A CHARITY has welcomed a government scheme to help people with mental health problems in the justice system in Dorset.
The Department of Health announced that it will establish ‘liaison and diversion’ teams in ten pilot areas, including Dorset, to bridge the gap between the police, magistrates and mental health and other services.
It aims to help the thousands of people who enter the justice system with mental health problems or learning disabilities in the UK each year.
National charity Rethink Mental Illness welcomed news of expansion of the initiative in Dorset to enable more effective decisions to be made in the justice system about where individuals should be referred, better identification of those who are vulnerable and prompt assessment of their mental health condition.
This information may be shared with police and the courts to help ensure decisions made about charging and sentencing take into consideration an individual’s mental health needs. It will also mean treatment is given sooner, in order to help stop re-offending.

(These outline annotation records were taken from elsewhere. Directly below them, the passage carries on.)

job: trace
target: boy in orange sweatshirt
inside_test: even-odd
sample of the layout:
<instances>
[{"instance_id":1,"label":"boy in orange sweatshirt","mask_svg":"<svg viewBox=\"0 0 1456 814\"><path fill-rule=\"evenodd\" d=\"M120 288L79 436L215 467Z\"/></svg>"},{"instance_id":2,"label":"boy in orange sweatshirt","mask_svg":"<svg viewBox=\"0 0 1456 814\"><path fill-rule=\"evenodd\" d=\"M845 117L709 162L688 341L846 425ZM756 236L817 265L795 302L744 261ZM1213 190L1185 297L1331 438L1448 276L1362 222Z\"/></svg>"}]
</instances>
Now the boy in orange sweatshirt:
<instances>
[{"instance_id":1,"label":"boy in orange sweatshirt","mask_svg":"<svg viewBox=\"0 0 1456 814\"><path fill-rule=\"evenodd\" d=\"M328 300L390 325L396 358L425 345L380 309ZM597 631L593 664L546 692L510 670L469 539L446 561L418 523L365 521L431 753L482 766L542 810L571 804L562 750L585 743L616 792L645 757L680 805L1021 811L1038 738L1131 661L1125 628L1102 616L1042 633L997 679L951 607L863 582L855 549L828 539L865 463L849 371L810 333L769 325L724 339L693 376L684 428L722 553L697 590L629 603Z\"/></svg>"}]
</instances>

Paul Jenkins, chief executive of Rethink Mental Illness, said: “All too often, the way our criminal justice system deals with people with mental health problems leads to poor outcomes for individuals, frustration from police officers, magistrates and others. People are needlessly sent to prison through a failure to respond to some of the underlying issues in their lives. “We welcome this initiative which has the potential to stop people going unnecessarily to prison, reduce reoffending rates and save millions in taxpayer’s money.
“These liaison and diversion teams are definitely the best opportunity we’ve had to do things differently. Let’s make sure we make the most of it.”